The introspection system is functional enough that you can do stack traces in Tide itself:
let stack = debug:stack()
while true {
switch s is
| debug:StackEnd { break }
| debug:StackFrame f {
mut s = f.next
os:println(f.filename, ":",
str:from_int(f.line), ":",
str:from_int(f.col), ": at ", f.name)
let mut scope = f.scope
while true {
switch scope is
| debug:ScopeEnd { break }
| debug:Var v {
mut scope = v.next
os:println("\t", v.filename, ":",
str:from_int(v.line), ":",
str:from_int(v.col), ": ",
v.name, " = ", debug:str_from_dynamic(v.val))
}
}
}
}
The above code sample also shows how badly this language needs iterators. Linked lists are nasty right now. Each loop iteration also currently causes a full deep copy of the list, which is very bad.
You may also have noticed debug:str_from_dynamic(). Right now, there’s no real introspection system, so the only thing you can do to inspect a variable is to convert it into a string. This also needs to be fixed eventually, though it will take more work.
Other assorted features
Features are implemented on an “as-needed” basis, so I ended up with a bunch of missing features. Even then there are some niceties:
- For-each loops, currently iterating arrays only;
- varargs, implemented as sugar on top of arrays;
- designated initializers, as in C;
- anonymous functions.
Plans?
So, the primary goal with this language is to make something I’d enjoy using. This also includes being a language I’d actually be able to use. Therefore:
- It must (eventually) run on any platform;
- it must be easy to interface with other languages;
- it must have a good toolchain and debugger;
- it must have a good standard library.
The plan is currently to finish porting my text editor to Tide, and polish the core language based on any roadblocks I find there. Then, write a formatter, LSP server, debugger and other tooling already in Tide itself, which should help polish the standard library. Finally, implement a Tide compiler in Tide, and take that opportunity to sand any rough corners.

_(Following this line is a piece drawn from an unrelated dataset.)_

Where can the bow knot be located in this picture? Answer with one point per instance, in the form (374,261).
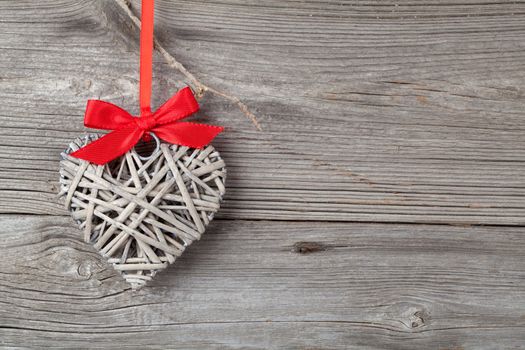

The final language would have:
- A well-designed standard library (unlike what I have now);
- generic modules, like Oberon+ or Ada;
- some form of function overloading, likely type classes (did you see the str:from_int stuff above? horrible);
- an automatic formatter;
- a real compiler that compiles to native code with my own backend;
- a C backend that can generate header libraries you can use from C;
- a Common Lisp-style in-process debugger, using the debug API;
- Common Lisp- or Clojure-style live recompilation, using the debug API.
Will I manage? I think I can, if I keep at it for long enough. I’ve only worked on the language for about a month total, and can already use it. Once I have real programs (in particular the editor), making them faster can serve as motivation for rewriting the compiler. Or at least that’s the plan.
We’ll see how that goes.